June 7, 2004
Notre Dame senior goalie Stewart Crosland (Bethesda, Md./Landon School) was named to the 10-member Academic All-District V University Division Men’s At-Large Team based on voting by members of the College Sports Information Directors of America (CoSIDA), it was announced recently. He is one of just five Division I lacrosse players – and the only goalie – to earn academic all-district honors in the at-large program, which features athletes from 13 men’s sports. Crosland now moves on to the national ballot in a bid to become Notre Dame’s fourth men’s lacrosse Academic All-American since 1997.
Crosland, a management entrepreneurship and history double major who will return for a fifth year of eligibility in 2005, carries a 3.571 cumulative grade-point average in the Mendoza College of Business. During the 2003-04 school year, he posted a 3.926 GPA in the fall and a 3.778 during his in-season semester. Crosland, who has been named to the Dean’s List on six occasions, also is a two-year member of Notre Dame’s Student-Athlete Advisory Council, serving on its community service subcommittee.
The Landon School graduate has been the starting goalie in each of the last 27 Irish games, and he stands sixth on Notre Dame’s career saves list with 357. In 2004, he finished 11th in Division I with a .599 save percentage and had a 9.08 goals-against average. Crosland led the Great Western Lacrosse League in both categories in ’03, finishing fifth in save percentage (.626) and 11th in GAA (7.49) in the nation. His higher goals-against mark this season was due largely to Notre Dame’s wide-open playing style that saw the Irish finish second in the nation in scoring offense (12.50 goals per game).
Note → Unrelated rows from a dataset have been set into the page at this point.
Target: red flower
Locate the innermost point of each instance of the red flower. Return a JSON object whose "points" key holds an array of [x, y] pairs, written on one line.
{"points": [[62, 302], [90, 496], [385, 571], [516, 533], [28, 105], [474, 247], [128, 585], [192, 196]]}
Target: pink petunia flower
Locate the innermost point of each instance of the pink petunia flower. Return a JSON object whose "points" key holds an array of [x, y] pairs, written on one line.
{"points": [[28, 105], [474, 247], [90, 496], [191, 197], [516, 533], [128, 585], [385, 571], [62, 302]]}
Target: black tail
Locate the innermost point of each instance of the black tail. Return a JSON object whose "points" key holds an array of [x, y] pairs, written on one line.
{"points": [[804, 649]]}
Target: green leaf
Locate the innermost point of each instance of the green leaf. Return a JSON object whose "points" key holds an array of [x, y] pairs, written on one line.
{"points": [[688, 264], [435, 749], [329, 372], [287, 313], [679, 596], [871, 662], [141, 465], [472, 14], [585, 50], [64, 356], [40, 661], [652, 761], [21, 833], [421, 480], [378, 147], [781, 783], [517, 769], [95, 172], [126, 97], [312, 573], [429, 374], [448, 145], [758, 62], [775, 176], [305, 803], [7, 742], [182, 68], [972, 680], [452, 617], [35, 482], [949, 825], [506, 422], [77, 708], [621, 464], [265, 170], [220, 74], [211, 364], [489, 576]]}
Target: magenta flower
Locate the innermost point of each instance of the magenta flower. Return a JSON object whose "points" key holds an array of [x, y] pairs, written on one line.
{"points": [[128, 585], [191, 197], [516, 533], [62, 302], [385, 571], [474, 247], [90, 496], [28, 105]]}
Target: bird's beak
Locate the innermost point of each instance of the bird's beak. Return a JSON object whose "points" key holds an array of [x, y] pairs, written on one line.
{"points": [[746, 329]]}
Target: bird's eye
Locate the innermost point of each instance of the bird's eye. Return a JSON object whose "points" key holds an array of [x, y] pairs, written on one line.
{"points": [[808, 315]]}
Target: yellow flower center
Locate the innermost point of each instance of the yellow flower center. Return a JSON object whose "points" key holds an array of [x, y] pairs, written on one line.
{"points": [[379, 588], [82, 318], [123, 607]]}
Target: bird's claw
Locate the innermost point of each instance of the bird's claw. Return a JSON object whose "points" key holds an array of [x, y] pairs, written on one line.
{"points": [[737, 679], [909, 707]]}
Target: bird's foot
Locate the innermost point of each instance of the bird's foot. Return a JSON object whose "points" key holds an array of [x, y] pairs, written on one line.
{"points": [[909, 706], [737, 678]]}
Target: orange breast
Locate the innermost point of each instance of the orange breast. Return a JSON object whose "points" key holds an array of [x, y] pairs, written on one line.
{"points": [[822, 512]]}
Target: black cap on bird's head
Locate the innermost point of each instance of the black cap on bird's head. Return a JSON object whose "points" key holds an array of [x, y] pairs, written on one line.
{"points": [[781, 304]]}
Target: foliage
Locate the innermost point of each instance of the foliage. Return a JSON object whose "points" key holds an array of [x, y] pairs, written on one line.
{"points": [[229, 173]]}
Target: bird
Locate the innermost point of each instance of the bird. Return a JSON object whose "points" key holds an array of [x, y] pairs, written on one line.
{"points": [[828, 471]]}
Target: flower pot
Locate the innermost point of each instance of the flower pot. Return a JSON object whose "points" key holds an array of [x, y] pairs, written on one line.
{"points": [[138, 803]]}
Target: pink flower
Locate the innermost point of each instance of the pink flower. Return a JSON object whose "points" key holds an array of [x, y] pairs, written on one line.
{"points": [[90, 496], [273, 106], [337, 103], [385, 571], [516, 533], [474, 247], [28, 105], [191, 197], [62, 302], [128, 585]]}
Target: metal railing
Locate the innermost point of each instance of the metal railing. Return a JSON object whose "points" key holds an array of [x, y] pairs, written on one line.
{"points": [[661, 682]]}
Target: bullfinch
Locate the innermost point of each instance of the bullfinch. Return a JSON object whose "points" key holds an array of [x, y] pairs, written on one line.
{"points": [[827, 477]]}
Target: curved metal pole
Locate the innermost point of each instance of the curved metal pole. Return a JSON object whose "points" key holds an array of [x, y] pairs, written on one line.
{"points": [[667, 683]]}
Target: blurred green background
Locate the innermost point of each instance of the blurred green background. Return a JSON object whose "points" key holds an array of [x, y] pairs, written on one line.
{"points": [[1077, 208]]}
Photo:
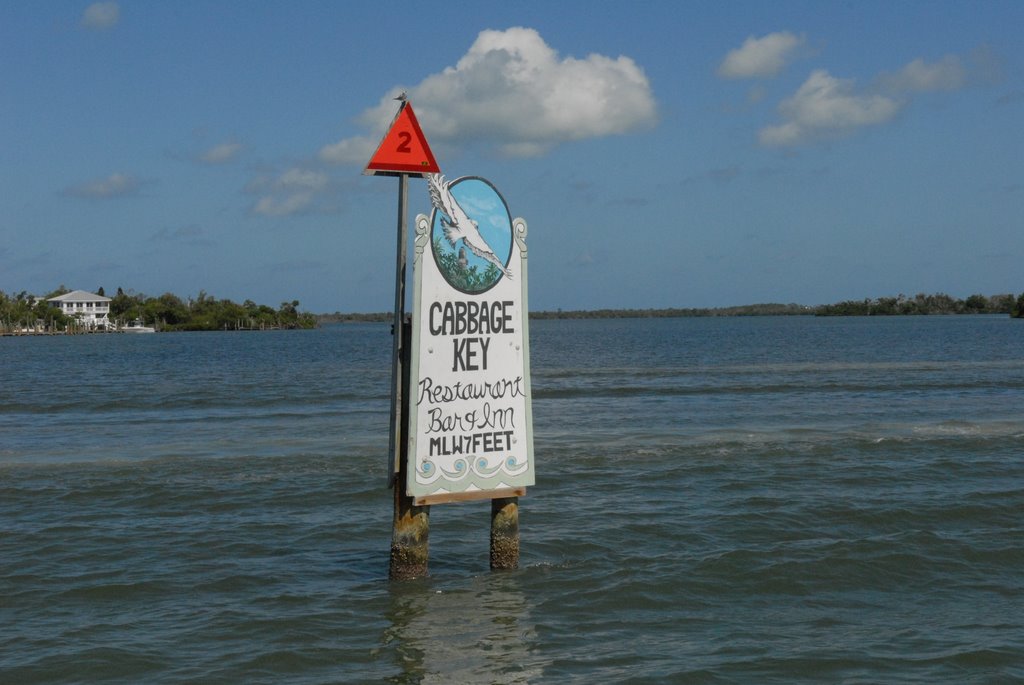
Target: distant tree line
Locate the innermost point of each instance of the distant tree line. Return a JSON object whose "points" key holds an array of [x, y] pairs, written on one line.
{"points": [[920, 304], [167, 312], [939, 303]]}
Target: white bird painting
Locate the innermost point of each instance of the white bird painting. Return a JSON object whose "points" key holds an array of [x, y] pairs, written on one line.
{"points": [[458, 225]]}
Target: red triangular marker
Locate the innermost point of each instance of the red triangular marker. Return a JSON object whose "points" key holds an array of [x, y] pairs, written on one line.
{"points": [[403, 150]]}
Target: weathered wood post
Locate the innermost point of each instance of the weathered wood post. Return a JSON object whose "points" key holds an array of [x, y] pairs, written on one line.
{"points": [[505, 532], [411, 525]]}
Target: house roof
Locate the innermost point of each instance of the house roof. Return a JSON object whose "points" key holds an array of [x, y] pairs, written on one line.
{"points": [[79, 296]]}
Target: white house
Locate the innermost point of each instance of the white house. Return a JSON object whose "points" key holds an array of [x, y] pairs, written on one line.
{"points": [[89, 308]]}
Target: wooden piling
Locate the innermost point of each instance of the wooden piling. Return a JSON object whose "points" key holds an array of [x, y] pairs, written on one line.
{"points": [[505, 532], [411, 525]]}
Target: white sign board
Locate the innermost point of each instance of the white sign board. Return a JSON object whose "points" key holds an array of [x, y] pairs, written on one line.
{"points": [[470, 433]]}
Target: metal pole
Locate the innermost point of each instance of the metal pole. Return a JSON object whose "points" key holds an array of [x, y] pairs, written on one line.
{"points": [[397, 432]]}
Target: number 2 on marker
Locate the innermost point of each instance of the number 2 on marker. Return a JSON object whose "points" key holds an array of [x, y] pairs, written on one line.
{"points": [[403, 147]]}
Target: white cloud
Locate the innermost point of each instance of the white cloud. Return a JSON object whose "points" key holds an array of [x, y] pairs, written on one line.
{"points": [[825, 106], [513, 91], [761, 57], [350, 151], [101, 15], [292, 193], [115, 185], [225, 152], [948, 74]]}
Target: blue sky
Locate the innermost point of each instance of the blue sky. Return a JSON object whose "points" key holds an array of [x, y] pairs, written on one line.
{"points": [[664, 154]]}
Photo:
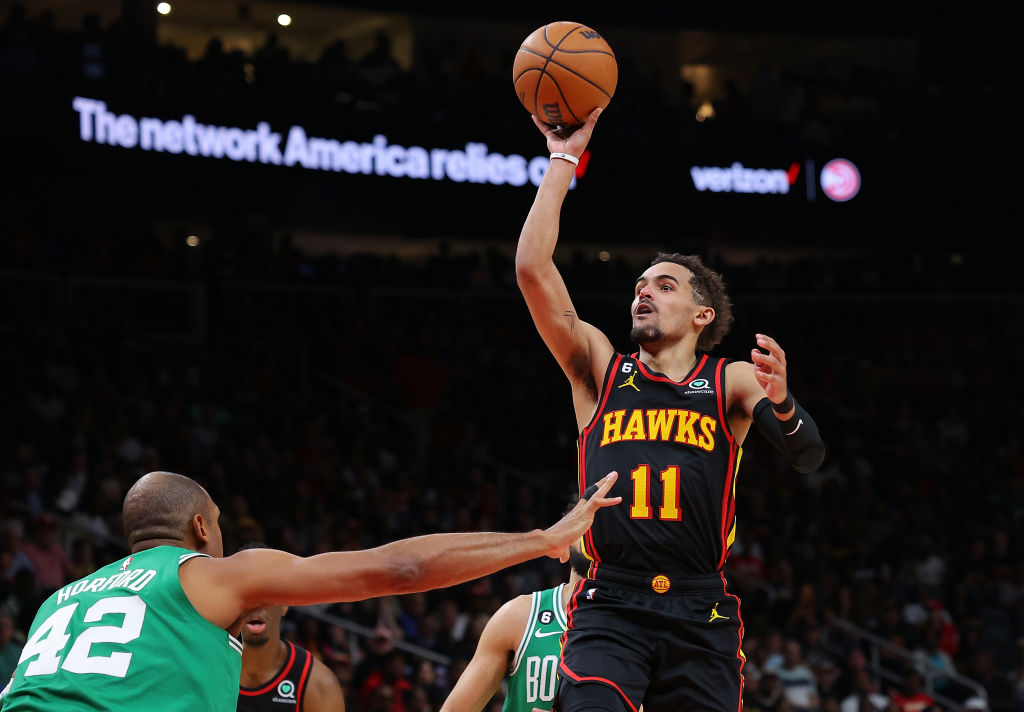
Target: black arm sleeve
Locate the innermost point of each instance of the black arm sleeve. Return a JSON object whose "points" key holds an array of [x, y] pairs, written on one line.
{"points": [[798, 437]]}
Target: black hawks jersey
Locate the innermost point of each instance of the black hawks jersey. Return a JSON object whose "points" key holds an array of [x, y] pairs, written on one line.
{"points": [[677, 463], [286, 690]]}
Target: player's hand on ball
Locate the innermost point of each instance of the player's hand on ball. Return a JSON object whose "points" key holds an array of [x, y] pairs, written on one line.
{"points": [[568, 139], [567, 530]]}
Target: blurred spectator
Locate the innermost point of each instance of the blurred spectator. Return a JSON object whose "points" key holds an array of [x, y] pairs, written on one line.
{"points": [[797, 678], [767, 695], [865, 697], [911, 696], [50, 562]]}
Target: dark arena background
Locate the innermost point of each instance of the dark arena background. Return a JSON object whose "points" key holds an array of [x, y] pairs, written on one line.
{"points": [[270, 245]]}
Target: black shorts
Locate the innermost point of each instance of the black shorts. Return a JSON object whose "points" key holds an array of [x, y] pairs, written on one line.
{"points": [[674, 651]]}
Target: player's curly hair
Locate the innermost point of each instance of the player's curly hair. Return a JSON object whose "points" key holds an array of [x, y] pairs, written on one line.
{"points": [[709, 290]]}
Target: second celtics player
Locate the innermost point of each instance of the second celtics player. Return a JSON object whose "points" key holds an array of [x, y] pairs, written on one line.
{"points": [[519, 647]]}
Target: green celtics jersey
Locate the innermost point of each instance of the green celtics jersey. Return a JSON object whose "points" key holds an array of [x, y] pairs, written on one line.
{"points": [[532, 675], [126, 638]]}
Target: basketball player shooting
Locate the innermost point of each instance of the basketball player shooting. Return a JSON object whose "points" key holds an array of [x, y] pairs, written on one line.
{"points": [[653, 623]]}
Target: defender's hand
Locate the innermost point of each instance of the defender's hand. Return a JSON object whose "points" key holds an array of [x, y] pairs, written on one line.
{"points": [[574, 525], [568, 139], [769, 368]]}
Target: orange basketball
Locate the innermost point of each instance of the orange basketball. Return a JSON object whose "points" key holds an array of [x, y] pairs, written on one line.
{"points": [[562, 72]]}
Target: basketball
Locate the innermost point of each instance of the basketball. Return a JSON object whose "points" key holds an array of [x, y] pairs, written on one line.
{"points": [[562, 72]]}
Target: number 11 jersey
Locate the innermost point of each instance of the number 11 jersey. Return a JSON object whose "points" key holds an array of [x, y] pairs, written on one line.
{"points": [[677, 462]]}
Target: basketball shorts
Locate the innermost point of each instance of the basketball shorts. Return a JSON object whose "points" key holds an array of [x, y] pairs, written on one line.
{"points": [[672, 651]]}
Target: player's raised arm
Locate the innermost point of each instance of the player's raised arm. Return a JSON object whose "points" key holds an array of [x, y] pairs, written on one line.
{"points": [[581, 349], [221, 588]]}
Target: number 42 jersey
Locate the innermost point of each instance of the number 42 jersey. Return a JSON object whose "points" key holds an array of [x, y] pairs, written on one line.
{"points": [[677, 461], [126, 637]]}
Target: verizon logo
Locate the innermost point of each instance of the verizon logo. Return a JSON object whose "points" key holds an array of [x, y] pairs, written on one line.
{"points": [[738, 178]]}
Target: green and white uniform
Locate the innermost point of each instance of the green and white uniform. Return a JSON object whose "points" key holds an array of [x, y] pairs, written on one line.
{"points": [[126, 638], [532, 677]]}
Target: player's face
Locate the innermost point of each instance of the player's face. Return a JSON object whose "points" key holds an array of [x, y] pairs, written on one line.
{"points": [[663, 303], [262, 625]]}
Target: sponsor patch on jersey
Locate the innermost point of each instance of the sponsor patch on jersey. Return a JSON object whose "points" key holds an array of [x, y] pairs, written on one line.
{"points": [[660, 583], [699, 385], [286, 693]]}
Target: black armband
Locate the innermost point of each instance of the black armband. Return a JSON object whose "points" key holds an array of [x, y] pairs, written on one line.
{"points": [[785, 406], [797, 437]]}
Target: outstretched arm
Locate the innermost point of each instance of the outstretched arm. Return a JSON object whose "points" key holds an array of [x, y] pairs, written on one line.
{"points": [[581, 349], [498, 643], [762, 390], [221, 589]]}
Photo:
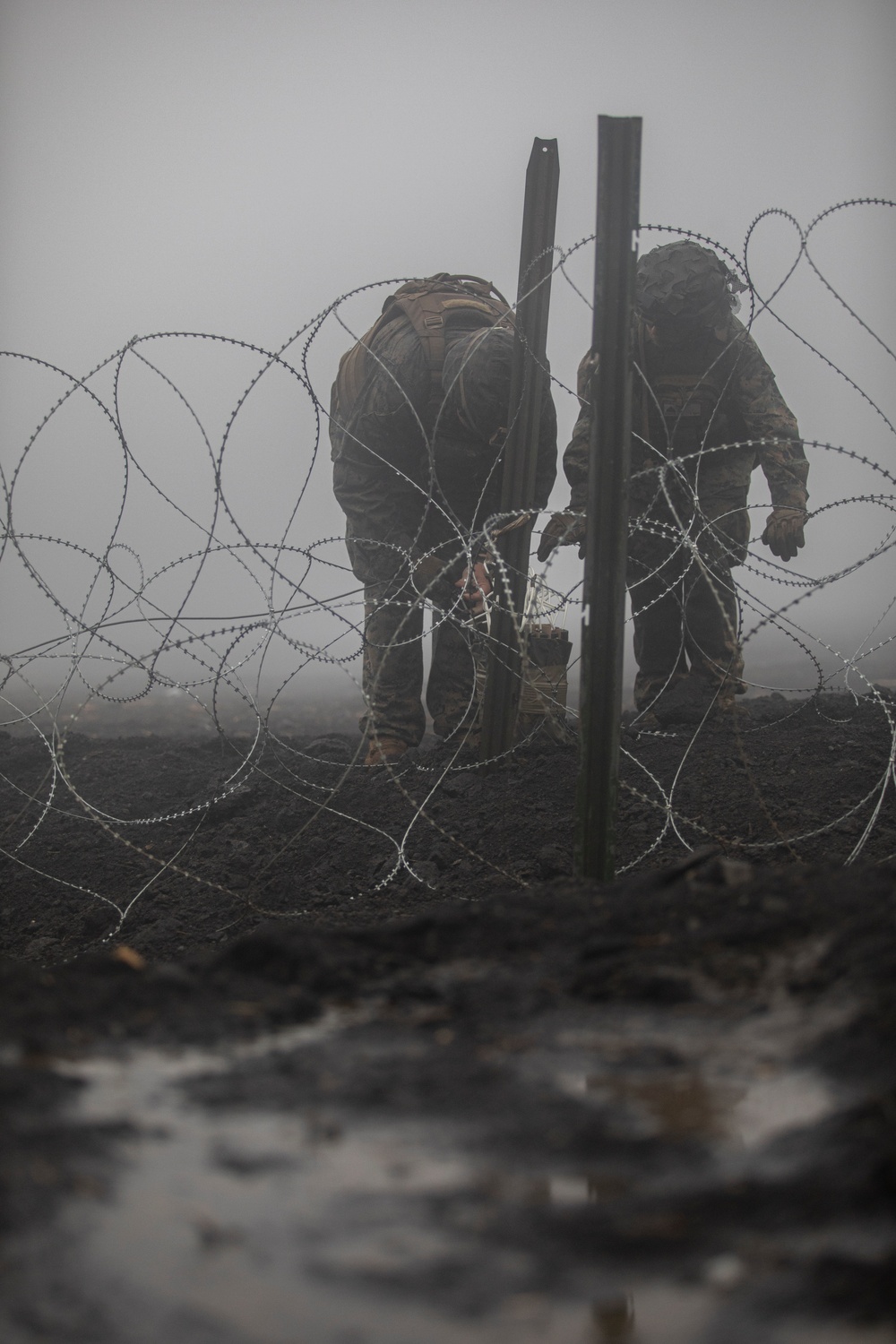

Crosland, named by Inside Lacrosse as a GWLL “Player to Watch” in 2004, was a second-team all-league honoree as a junior. This season, he anchored the best back-to-back defensive performances in school history, as the Irish gave up just five total goals in consecutive contests against Dartmouth and Air Force. In those tilts, Crosland surrendered just three goals and made 26 saves for a 1.56 GAA and .897 save percentage. He stopped 12 of 13 (.923) shots by the Big Green, which had the seventh-ranked offense in Division I at the time.
On four occasions this season, Crosland and the Irish defense held an opponent scoreless for a stretch of more than 25 minutes: 28:47 vs. #17 Ohio State, 40:37 vs. Dartmouth, 48:14 at Air Force, and 25:42 vs. Fairfield.
During his career, Crosland has led the Irish to seven wins over ranked teams, held foes to five goals or fewer on nine occasions and posted a .650 save percentage or better in 13 games.
The at-large program allows each school to nominate three male and three female athletes among 25 Olympic sports. Voting determines the academic all-district teams for each of the eight districts. Those 80 men and 80 women move on to the national ballot, where three teams of 15 will gain recognition. The men’s CoSIDA Academic All-America teams for the at-large division will be announced on June 15, with the women’s honorees announced two days later.
The last Irish men’s lacrosse player to earn Academic All-America honors was defenseman Mike Adams, a first-team honoree in 2001, who also was named honorable mention All-America for his athletic accomplishments. Defensemen Dave Cashen (1997) and Steve Fiamingo (2000) were both second-team Academic All-Americans.
The other lacrosse players on the university division’s men’s at-large Academic All-America ballot are junior midfielder Mark Rotella of Providence, junior faceoff middie Ryan Goodman of Bucknell, and a pair of defenseman: Cornell senior Tim DeBlois and junior Chris Watson from Johns Hopkins.
Notre Dame finished the season 7-5 (4-1 GWLL) and just missed the 16-team NCAA Championship despite being ranked 11th in the Inside Lacrosse media poll and 12th by the United States Intercollegiate Lacrosse Association. The Irish lost 9-8 on a goal with 12 seconds remaining on March 31 against Ohio State in what proved to be the game that would determine the GWLL champion and the conference’s automatic qualifier to the NCAAs. Notre Dame, riding a five-game winning streak at the time, just missed a major upset in its final game, but the Irish were unable to hold an 8-7 lead in the final minute at #3 Maryland, eventually falling 9-8 in double overtime.
Notre Dame loses 10 seniors to graduation, but will return six starters, as well as a number of other experienced contributors, for the 2005 campaign.